As a member of the WINE 2008 program committee, I hereby exercise my right to advertise on my blog, the list of accepted papers. If I appear to be "late with the news", my excuse is that I was waiting for the list of short papers to appear, not just the list of long papers. For your inconvenience, both lists seem to appear as Excel spreadsheets, doubly annoying if, like me, you previously made the mistake of installing the odious Office 2007 in place of the slightly more benign Office 2003.

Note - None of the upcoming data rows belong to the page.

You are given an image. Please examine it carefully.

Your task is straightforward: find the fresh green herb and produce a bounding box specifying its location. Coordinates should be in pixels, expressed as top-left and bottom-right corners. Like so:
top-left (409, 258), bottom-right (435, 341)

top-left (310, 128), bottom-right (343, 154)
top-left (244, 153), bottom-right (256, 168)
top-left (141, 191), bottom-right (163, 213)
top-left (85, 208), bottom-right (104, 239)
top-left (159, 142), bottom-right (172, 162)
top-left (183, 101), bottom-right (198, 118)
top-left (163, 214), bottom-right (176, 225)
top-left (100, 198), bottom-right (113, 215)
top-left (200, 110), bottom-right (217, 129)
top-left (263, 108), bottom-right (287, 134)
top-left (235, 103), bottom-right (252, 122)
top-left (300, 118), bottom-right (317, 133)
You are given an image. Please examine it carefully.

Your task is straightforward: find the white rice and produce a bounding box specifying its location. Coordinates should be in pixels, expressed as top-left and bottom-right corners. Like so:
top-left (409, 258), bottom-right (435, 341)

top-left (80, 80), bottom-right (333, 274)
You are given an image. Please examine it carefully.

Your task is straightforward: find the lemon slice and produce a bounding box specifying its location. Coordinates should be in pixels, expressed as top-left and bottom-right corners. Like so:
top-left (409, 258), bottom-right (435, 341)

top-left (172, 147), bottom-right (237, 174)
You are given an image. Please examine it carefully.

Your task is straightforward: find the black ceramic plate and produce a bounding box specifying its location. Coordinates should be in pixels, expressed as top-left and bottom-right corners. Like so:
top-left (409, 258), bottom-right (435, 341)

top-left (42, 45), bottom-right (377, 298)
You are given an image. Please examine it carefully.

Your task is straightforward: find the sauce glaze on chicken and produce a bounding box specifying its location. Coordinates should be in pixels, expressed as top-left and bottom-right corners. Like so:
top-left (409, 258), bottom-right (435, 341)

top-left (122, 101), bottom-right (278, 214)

Moving from presentation to content, I see an continued emphasis on non-cooperative games, and in particular, congestion games on networks is still going strong. There's a bit of social choice theory, like "Anonymity-Proof Voting Rules" by Vincent Conitzer, and "Frequent manipulability of Elections: The Case of Two Voters" by Shahar Dobzinski and Ariel Procaccia. I do not count "Biased Voting and the Democratic Primary Problem" (by Kearns and Tan) in this set, since there the emphasis is more on information diffusion in networks, than on properties of voting rules. There are one of two papers on cooperative games, but not many. (e.g. "Overlapping Coalition Formation" by Chalkiadakis, Elkind, Markakis and Jennings.)
On a completely different topic, it nice to read about Richard Stallman having a go at "cloud computing". His complaint, that it's a mechanism to suck users into locked, proprietary systems, looks entirely valid. Also from the article: His comments echo those made last week by Larry Ellison, the founder of Oracle, who criticised the rash of cloud computing announcements as "fashion-driven" and "complete gibberish". Indeed. I would personally criticise the phrase "cloud computing" itself; and note that any intended metaphor is misleading.